総林は身動きの取れない修司に、冷たく光る銃口をゆっくり向け、嬉しそうに片目を瞑り、狙いを定める。



この絶望的な状況に、修司は全てを覚悟した。



その時。



チュィィィン!



総林の足元で跳弾が煙を上げた。



「ワッ! なんだっ?」



「銃を捨てるのよ!」



二人が声のした方を見ると、非常階段のドアから出た所で明美が銃を構えて立っている。



「明美……」



「おお、これはこれは。誰かと思えば貴女か。結婚式場に現れた花嫁さんという所だね」



不慣れな銃を両手で握り締め、カタカタと身体を震わせながら総林に狙いを定めている明美を見て、修司は慌てて叫んだ。



「何やってんだお前! 早く逃げろ!」



しかし明美は視線を修司に一瞬移しただけで、その場を動こうとはしない。



「修司、悪いけど無理。殺されそうになっている恋人を見捨てられる程、私は薄情じゃない!」



総林は、長い髪を振り乱しながら銃を構えている明美を見て、不思議そうに言った。



「おかしいなぁ……貴女には見張りを付けていた筈なのに、一体どうやってここに来たんだい? しかしこうやって僕に銃口を向ける勇気は、さすが鼻歌の花嫁と言った所だな。でもいいのかい? そんなに銃身が震えている所を見ると、貴女は銃の扱いに慣れてないんじゃないかな?」



銃を向けられているというのに、至って総林は落ち着き払っている。そんな事も重なって明美は腹立たしげに言った。



「うるさい! 早く銃を捨てなさいってば!」



明美はそれでも懸命に腰を落とし、力一杯銃を構え直した。



「鼻歌さん、本来なら僕に銃口を向けた奴は即刻処刑する所なんだけど、他ならぬ君の花嫁の戯れだ。特別にチャンスを与えるよ」



総林のニヤケた表情に、修司の心は嫌な予感でざわめき立つ。



「てめえ、何するつもりだ」



「花嫁さん、貴女が持っているリボルバーは弾が六発入る。あと何発有るかは知らないが、今一発撃った所だから、最高でも残りは五発だ。

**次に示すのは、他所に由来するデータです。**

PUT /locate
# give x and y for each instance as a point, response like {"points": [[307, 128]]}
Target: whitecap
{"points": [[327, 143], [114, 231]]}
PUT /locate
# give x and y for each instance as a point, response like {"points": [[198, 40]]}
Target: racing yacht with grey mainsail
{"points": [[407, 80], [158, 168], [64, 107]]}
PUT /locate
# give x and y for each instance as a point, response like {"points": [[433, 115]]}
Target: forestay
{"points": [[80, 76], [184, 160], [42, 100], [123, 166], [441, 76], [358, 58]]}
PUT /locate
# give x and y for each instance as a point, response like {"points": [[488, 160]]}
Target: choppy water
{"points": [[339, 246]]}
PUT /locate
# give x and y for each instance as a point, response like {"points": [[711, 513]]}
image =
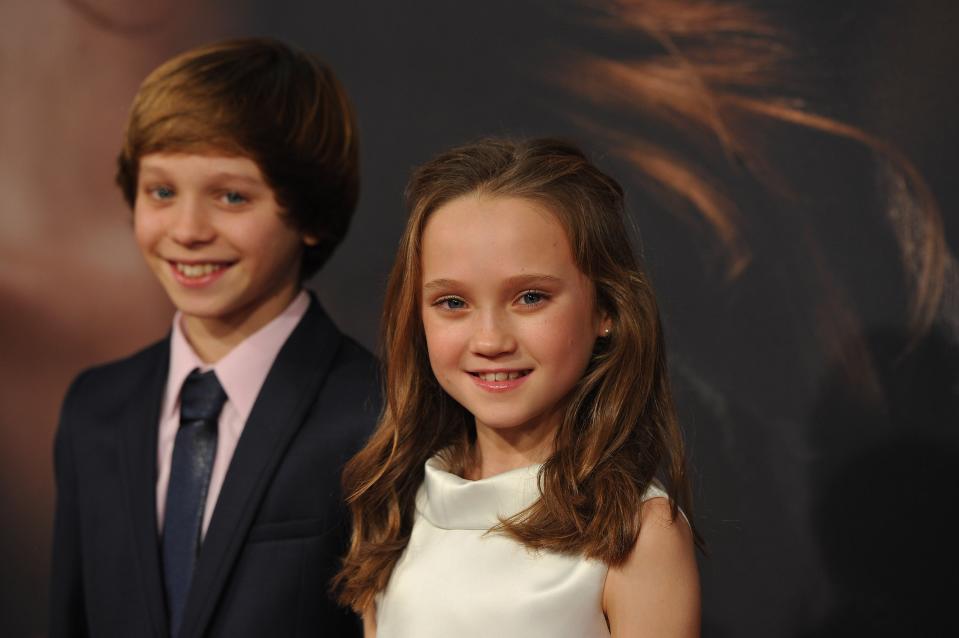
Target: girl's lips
{"points": [[504, 385], [197, 275]]}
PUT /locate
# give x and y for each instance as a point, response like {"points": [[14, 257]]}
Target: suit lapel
{"points": [[139, 420], [288, 393]]}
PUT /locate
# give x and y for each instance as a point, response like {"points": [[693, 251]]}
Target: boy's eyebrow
{"points": [[529, 279], [147, 168]]}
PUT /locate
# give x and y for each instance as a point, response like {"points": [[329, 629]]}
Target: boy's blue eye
{"points": [[162, 192], [233, 197]]}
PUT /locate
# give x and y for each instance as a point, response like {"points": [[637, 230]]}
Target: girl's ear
{"points": [[605, 326]]}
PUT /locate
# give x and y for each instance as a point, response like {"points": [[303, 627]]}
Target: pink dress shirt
{"points": [[241, 373]]}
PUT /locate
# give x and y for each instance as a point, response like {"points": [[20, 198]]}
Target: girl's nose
{"points": [[493, 336]]}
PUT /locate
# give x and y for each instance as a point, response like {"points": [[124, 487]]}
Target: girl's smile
{"points": [[510, 320]]}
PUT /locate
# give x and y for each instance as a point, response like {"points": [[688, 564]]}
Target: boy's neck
{"points": [[212, 338]]}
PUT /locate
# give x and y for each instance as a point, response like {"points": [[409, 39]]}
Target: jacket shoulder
{"points": [[108, 383]]}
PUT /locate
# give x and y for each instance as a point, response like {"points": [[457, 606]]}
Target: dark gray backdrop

彼を救いたいならその場所から僕を撃て。しかし全弾外した所で僕が貴女を撃ち殺す。どうだい? 面白いゲームだろ?」



修司は顔色を変えて叫んだ。



「ざけんな! そんな勝負、受けられっか!」



しかし当の明美は冷静で、銃口を総林に向けたまま落ち着いて答えた。



「いいわ。女だからって甘く見てたら後悔するわよ」



「明美っ! やめろっ!」



しかし修司の叫びは明美の耳に入らない。高鳴る胸を撫で下ろすと、大きく息を吸って呟いた。



「修司、待っててね。必ず助けてあげるから」



総林は自分の左胸をポンポンと手のひらで叩き、薄ら笑いを浮かべる。



「よおく狙うんだ、花嫁。僕の心臓はここだよ」



「馬鹿にしないで!」



パンッ



一発目は遥かに外れ、見当違いな壁を破壊した。明美は発砲の衝撃でヨロヨロとバランスを崩している。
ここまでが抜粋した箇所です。